Tucked in a hidden bay in southern Bahia sits the colonial seaport of Ilhéus. This charming harbor town has been made famous by the acclaimed author Jorge Amado - it's the setting for the novelist's well-read story Gabriela, Clove and Cinnamon. Fall under the spell of the city's history, beauty and intrigue on paper and in person.

Uruguay's capital city and one of the Americas' most important seaports, Montevideo draws travelers from all over the world. Narrow streets and varied architectural styles ranging from colonial to Art Deco reveal this vibrant city's strong Spanish, Portuguese, French and British influences.

The canal is both an engineering marvel and one of the most significant waterways on earth. Stretching 50 miles from Panama City on the Pacific side to Colón on the Atlantic side, it provides passage for over 12,000 ocean-going vessels per year.

For centuries, Guatemala's cobblestone streets, breathtaking landscapes and diverse cultures have welcomed visitors from all over the world, helping to make Guatemala City the widely celebrated jewel of Central America.

This once-sleepy fishing village became a popular resort after The Night of the Iguana was filmed here in 1964. Nestled on the 28-mile curve of Banderas Bay, Puerto Vallarta has steadfastly held on to its character. Red tile roofs and rows of balconies, spilling over with colorful bougainvillea, still line its cobblestone streets.

This former jet-setter's paradise is in the midst of a renaissance and it's easy to see why. Sure there are the stylish streets with designer shops and discos where you can dance till dawn, but the real draw to this decadent peninsula are its beaches.

Tiny Puntarenas, on the Pacific Coast of Costa Rica, is situated between the volcanic beaches of the Golfo de Nicoya and some of the country's highest mountain peaks. Within a half-hour's drive from the port, tropical jungles give up their secrets to the casual observer.

Rio is famous for its wild beaches and outrageous Carnival celebrations. But this energetic city offers so much more. It lies between the sea and several fertile green mountains, including Pão d'Açucar (Sugarloaf) Mountain, and Corcovado, home to the famous art-deco statue of Christ the Redeemer.
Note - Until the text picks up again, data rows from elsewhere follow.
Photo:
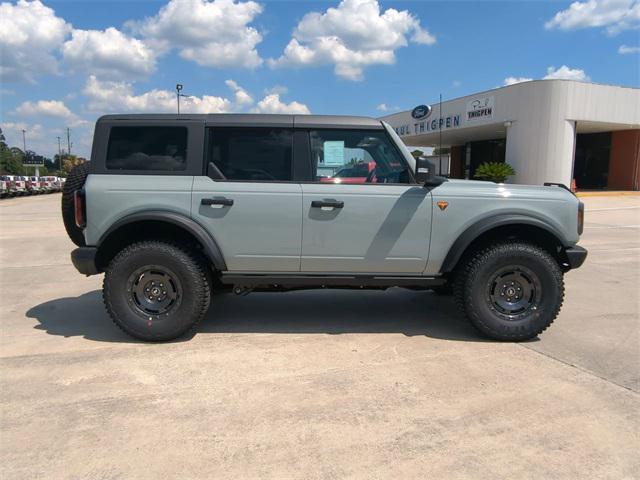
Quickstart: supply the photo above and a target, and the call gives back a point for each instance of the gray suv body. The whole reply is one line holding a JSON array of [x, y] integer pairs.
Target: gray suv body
[[175, 208]]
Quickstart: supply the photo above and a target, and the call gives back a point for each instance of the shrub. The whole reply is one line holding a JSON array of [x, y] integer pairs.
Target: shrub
[[494, 172]]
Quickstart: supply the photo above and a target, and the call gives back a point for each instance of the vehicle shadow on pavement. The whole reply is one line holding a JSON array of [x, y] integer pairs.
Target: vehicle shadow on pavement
[[315, 312], [340, 311], [83, 316]]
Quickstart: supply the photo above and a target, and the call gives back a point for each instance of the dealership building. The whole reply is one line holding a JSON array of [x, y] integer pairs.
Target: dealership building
[[547, 130]]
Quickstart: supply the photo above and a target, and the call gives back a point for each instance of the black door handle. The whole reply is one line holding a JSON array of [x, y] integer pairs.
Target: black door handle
[[327, 203], [225, 202]]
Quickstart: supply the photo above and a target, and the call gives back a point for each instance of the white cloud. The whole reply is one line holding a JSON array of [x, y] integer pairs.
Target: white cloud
[[615, 15], [30, 34], [513, 80], [626, 50], [351, 37], [111, 96], [562, 73], [272, 104], [241, 95], [566, 73], [109, 54], [279, 89], [48, 108], [211, 33]]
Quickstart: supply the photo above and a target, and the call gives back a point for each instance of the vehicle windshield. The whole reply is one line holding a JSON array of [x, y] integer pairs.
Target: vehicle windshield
[[401, 146]]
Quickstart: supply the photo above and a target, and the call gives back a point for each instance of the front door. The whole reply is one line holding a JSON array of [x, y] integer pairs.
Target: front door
[[248, 202], [363, 213]]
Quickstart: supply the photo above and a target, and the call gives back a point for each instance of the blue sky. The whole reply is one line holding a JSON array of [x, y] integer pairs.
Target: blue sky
[[66, 63]]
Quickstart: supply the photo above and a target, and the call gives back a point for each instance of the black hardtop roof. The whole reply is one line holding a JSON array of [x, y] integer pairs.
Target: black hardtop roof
[[252, 119]]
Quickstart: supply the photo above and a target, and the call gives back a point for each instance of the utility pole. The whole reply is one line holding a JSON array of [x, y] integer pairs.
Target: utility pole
[[440, 140], [59, 154], [178, 95]]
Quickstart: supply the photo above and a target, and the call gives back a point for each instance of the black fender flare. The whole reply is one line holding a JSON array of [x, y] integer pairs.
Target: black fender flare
[[210, 246], [481, 226]]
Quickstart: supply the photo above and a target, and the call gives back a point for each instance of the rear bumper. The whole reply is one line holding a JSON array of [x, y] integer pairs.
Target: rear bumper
[[575, 256], [84, 259]]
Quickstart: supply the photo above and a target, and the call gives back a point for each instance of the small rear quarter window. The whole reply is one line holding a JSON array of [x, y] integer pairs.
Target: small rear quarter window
[[147, 148]]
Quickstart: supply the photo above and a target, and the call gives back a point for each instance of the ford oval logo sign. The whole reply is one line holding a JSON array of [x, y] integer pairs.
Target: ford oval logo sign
[[421, 111]]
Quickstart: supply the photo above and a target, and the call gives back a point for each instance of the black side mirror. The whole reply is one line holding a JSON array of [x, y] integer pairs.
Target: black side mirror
[[425, 170]]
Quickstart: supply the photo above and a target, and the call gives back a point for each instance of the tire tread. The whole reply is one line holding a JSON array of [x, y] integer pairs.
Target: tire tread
[[463, 283], [191, 262]]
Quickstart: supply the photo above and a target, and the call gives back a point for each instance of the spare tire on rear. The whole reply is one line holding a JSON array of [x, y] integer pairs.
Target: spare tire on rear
[[75, 181]]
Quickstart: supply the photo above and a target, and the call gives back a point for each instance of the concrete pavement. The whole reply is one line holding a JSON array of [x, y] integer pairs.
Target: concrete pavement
[[323, 384]]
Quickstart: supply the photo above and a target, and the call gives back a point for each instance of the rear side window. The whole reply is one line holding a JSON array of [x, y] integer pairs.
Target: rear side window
[[147, 148], [252, 154]]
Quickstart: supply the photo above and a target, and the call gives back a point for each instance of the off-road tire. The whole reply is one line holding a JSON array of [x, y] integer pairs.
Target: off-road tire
[[476, 290], [75, 181], [189, 274]]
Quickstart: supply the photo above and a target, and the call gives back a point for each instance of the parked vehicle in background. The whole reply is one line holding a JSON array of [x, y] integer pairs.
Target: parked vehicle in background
[[51, 184], [34, 185], [19, 185], [5, 187], [172, 208]]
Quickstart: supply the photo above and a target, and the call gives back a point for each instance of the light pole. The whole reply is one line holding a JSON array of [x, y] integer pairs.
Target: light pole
[[59, 154], [178, 95], [68, 141]]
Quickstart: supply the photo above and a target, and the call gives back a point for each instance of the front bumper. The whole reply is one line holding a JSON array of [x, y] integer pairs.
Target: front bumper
[[84, 259], [575, 256]]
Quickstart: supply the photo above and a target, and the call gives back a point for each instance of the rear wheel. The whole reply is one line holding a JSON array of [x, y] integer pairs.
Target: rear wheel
[[510, 291], [156, 291]]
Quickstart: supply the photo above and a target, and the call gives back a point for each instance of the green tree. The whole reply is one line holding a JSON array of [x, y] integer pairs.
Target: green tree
[[494, 171]]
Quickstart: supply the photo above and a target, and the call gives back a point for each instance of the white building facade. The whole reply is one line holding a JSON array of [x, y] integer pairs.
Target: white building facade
[[547, 130]]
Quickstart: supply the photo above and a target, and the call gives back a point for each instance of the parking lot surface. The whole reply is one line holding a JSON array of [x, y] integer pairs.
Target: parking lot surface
[[320, 384]]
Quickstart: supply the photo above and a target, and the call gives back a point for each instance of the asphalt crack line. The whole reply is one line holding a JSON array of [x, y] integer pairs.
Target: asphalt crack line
[[578, 367]]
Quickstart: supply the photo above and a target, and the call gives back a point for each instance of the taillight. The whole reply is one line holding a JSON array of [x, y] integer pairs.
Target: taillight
[[580, 218], [79, 209]]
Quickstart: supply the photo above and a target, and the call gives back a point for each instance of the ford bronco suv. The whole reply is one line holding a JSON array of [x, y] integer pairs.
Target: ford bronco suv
[[176, 208]]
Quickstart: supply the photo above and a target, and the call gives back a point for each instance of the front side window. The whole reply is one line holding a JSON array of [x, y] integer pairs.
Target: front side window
[[147, 148], [356, 156], [252, 154]]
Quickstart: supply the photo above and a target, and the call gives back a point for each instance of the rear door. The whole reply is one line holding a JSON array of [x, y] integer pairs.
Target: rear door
[[248, 200], [380, 223]]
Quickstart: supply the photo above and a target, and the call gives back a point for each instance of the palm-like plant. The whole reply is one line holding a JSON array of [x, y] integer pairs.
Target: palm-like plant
[[494, 171]]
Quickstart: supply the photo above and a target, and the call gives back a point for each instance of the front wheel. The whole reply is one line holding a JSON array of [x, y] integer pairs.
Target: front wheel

Northeastern Brazil, where Salvador de Bahia lies, developed as an important center for sugarcane production. You can see the enormous wealth that came from the crop reflected in the grand mansions and gold-lined churches in Pelourinho.

 

San Diego is California's "first city," with roots dating back to 1796. San Diego's beautiful harbor is a lovely place to stroll and explore. Historic Seaport Village, along the Embarcadero, is filled with fascinating shops and galleries. But if you wish to explore further, San Diego offers a world of excitement.

 

Home to 17 million people and spanning over 3,000 square miles, São Paulo is the third-largest city in the world. The warm climate and red clay soil surrounding the city are perfect for growing coffee. And with the arrival of the railway in 1867, large-scale cultivation took hold.